[Goldie]

Hello,

I want to do a fluorometric P450 activity assay in which I should use glucose-6-phosphate dehydrogenase(G6P-Dh). My protocol says :
"The enzyme source was added to 50 µl of a reaction mixture (7-EFC 0.4 mm, glucose-6-phosphate 1 mm, NADP+ 0.2 mm and G6P-Dh 0.014 U in sodium phosphate buffer, pH 7.4)"
But the G6P-Dh data sheet says:
"To ensure maximum stability and recovery of activity, reconstitution with 5 mM sodium citrate, pH 7.4, is recommended. Phosphate buffer will inhibit the enzyme and should not be used"

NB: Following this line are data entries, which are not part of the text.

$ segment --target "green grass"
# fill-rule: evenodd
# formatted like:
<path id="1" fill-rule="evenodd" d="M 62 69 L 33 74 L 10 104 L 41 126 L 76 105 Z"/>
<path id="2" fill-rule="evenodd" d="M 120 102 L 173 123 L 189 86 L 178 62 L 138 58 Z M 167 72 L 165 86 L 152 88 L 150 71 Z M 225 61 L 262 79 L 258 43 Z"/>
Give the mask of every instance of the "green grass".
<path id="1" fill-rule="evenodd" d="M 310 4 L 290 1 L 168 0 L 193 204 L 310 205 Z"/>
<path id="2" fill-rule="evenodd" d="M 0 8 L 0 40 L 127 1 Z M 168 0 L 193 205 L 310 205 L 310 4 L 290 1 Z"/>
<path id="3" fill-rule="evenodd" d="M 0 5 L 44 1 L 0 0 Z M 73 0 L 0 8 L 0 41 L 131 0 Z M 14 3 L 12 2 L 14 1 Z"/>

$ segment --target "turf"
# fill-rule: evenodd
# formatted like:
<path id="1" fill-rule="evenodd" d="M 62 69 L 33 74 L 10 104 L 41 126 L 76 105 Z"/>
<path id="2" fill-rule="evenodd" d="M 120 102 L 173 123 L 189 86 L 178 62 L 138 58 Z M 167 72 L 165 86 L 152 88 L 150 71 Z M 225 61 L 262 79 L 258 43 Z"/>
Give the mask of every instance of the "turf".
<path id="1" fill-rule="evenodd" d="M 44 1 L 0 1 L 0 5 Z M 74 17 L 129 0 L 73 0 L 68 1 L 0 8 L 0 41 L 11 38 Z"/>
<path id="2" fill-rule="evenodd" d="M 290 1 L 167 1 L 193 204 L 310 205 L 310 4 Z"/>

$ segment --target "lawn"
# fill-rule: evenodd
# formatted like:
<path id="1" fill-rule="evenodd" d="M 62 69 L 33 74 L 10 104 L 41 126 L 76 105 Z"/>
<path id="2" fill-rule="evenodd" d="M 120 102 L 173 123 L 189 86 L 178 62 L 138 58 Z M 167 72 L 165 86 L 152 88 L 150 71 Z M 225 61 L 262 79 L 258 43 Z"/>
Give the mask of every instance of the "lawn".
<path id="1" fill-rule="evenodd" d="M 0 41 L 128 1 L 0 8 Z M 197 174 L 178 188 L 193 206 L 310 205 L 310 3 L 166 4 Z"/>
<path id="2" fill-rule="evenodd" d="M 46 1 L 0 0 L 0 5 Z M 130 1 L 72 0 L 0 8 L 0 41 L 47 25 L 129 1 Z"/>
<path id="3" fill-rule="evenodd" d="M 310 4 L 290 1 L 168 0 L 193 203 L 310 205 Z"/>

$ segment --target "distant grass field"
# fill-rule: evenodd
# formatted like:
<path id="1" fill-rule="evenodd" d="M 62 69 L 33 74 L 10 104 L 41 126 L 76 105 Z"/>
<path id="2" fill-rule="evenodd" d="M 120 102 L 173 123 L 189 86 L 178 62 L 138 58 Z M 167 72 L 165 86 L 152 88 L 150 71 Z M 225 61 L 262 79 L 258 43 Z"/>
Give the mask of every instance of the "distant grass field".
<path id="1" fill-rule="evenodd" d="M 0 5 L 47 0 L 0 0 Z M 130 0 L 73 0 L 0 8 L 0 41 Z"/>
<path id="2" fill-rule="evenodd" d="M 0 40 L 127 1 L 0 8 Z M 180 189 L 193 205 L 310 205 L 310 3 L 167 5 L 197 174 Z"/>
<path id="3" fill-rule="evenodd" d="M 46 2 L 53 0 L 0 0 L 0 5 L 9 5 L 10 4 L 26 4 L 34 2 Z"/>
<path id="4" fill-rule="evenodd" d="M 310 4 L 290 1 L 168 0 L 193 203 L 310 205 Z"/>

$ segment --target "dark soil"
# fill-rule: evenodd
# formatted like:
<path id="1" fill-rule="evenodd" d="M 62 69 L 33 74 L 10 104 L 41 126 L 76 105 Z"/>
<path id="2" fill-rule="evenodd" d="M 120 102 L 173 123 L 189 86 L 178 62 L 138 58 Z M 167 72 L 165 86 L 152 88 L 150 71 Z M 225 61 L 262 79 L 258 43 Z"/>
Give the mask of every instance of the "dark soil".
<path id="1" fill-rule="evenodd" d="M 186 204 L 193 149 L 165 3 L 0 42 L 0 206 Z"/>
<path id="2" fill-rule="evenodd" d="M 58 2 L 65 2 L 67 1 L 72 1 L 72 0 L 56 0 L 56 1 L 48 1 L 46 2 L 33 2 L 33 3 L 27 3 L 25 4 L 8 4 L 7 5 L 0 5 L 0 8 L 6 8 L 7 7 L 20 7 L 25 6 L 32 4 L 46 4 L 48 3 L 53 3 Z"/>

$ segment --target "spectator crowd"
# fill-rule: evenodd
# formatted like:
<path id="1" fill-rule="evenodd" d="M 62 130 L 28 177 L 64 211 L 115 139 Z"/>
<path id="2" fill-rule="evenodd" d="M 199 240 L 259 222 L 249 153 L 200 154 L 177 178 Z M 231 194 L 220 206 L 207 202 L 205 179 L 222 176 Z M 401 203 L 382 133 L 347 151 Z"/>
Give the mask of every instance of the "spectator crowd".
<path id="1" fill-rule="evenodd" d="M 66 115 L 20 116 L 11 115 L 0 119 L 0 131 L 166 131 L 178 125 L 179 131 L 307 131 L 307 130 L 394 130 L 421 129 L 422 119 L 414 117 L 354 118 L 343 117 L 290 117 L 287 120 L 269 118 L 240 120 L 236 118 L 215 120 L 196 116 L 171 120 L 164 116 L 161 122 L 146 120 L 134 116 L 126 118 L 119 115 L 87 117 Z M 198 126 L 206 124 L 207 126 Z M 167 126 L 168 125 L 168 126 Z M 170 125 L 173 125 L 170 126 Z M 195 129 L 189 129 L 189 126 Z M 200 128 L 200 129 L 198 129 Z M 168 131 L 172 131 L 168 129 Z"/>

Now, What should I do? Should I change the buffer in protocol to another buffer? If I do this, my enzyme source is a sample made in sodium phosphate buffer. Does it interfere with the reaction?

Thanks for your help

[Babcock_Hall]

There are at least two courses of action that you can take.  When there is a large dilution factor between the stock solution of enzyme and the assay solution, the concentration of the inhibiting substance falls by that factor.  Depending on its concentration and inhibition constant, this might or might not be enough to avoid inhibition.  The second thing that can be done is to do a buffer exchange step on a portion of the stock enzyme solution.  This can be done via a Penefsky column, via a commercial gel filtration column (such as a PD-10 column), or by dialysis.

[Goldie]

Thanks a lot!
The second method is not feasible for me but to increase dilution factor of the phosphate buffer, can I dissolve my G6P-Dh in Tris-Cl instead of phosphate buffer and add it to my sample (which already contains sodium phosphate buffer 0.1 M)?

[Babcock_Hall]

I can answer in general terms only.  When I have a new enzyme, I look in papers or other sources for what buffer it is stored in and what buffer it is assayed in.  Glucose 6-phosphate DH is often part of coupled enzyme assays, so there is probably an overwhelming amount of literature available.  Those points noted, I don't see a problem with Tris.  However, if the volume of enzyme solution is small, and the volume of assay buffer is large, then the assay buffer will be the major source of phosphate.  It seems to me that if the degree of inhibition from phosphate is not too great, then you might be better off tolerating it.  If phosphate inhibition is a severe problem, then you might have to change the assay buffer to Tris, HEPES, MOPS, BIS TRIS, or something else.